Identity fraud losses declined 12 percent in 2007, but phone and mail fraud schemes are skyrocketing as crooks continue to adopt more traditional offline scams. Those are some of the highlights coming out today from the 2008 Javelin Strategy & Research ID Theft report, one of the major industry benchmarks—which also includes the FTC’s periodic Consumer Sentinel report—that tracks fraud patterns and losses suffered by millions of U.S. ID theft victims each year.
Improved consumer online vigilance and the adoption of multi-factor authentication standards are among the factors noted by Javelin president in cutting down on fraud, although it may explain the jump in phone and mail fraud transactions that in 2007 accounted for 40 percent of ID theft activity, after being responsible for only 3 percent the year before.
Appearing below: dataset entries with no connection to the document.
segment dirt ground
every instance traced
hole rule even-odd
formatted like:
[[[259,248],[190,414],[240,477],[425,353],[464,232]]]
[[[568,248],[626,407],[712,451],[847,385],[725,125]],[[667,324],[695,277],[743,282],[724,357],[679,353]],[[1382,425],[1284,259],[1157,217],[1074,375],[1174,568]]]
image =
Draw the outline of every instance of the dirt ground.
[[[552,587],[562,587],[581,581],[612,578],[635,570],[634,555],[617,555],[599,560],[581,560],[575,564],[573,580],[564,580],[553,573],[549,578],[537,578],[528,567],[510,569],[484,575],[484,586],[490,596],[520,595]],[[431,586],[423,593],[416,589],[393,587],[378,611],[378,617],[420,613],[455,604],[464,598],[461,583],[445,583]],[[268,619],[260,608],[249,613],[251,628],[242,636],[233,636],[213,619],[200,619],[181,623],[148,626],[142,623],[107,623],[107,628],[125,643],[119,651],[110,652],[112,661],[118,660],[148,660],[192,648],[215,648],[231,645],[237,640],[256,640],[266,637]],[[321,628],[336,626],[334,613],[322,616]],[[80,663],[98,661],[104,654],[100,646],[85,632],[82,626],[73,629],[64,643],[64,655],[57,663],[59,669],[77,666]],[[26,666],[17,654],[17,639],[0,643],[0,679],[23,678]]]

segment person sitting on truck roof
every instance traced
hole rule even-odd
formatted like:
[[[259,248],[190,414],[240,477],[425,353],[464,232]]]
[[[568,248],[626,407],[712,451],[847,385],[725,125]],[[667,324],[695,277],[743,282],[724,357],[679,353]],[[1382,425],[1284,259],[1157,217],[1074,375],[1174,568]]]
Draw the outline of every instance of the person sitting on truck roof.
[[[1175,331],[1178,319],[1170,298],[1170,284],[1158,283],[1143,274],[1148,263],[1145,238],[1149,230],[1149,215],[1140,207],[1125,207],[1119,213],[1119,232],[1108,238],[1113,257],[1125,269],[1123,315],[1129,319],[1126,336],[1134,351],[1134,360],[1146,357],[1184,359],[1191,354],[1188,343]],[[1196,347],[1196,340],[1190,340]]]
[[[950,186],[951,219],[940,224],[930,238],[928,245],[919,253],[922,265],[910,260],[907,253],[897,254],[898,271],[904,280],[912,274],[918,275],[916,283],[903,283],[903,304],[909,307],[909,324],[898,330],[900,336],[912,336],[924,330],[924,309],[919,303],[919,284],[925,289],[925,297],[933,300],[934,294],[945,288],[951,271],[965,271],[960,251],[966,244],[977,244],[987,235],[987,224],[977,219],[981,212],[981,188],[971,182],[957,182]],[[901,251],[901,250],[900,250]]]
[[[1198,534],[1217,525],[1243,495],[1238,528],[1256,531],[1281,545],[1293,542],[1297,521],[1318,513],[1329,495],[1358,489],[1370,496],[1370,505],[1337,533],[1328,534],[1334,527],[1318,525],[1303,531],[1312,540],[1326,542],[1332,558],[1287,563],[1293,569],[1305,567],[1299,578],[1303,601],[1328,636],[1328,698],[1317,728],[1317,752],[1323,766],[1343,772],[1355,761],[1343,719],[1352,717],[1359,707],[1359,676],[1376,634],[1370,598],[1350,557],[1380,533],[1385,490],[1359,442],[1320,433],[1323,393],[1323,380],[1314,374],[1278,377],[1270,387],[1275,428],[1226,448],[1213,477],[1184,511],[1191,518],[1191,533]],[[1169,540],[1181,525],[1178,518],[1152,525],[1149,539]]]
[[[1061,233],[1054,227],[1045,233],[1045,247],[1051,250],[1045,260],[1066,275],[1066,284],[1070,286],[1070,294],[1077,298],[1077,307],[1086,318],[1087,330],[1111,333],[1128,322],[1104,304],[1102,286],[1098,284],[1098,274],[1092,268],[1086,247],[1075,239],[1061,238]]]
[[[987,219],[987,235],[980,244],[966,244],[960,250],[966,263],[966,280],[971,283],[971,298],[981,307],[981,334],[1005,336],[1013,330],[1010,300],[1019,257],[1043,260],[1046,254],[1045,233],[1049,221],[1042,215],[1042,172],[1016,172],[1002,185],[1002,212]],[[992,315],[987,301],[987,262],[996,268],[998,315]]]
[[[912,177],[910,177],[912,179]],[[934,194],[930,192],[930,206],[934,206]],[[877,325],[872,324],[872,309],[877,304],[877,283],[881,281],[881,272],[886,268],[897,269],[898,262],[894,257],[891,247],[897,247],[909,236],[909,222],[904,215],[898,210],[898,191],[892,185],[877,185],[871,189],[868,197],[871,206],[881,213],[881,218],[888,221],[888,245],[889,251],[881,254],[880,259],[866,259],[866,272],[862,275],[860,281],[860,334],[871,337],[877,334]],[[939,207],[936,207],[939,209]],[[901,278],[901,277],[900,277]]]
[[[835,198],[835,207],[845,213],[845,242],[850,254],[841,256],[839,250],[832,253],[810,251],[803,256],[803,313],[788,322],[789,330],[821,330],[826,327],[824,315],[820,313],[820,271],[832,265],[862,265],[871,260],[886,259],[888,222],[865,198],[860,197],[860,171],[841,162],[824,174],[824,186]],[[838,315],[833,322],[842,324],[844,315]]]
The findings “reinforce” a three-year trend in which criminals are stealing personal information primarily through stolen personal belongings and phone calls, according to the report. “It’s very much multi-channel, both low-tech and new tech,” says Van Dyke.
Overall, victim numbers dipped to the lowest level in five years, down to 8.1 million people in 2007, compared to 8.4 million in 2006.
Overall fraud costs dropped from $51 to $45 billion and continuing a downward trend of losses that Javelin first tracked for 2006. Unfortunately for consumers, the drop in overall fraud is not reflected in per-incident expenses they had to pay up for stolen identities. That’s gone up 25 percent to $691 per episode.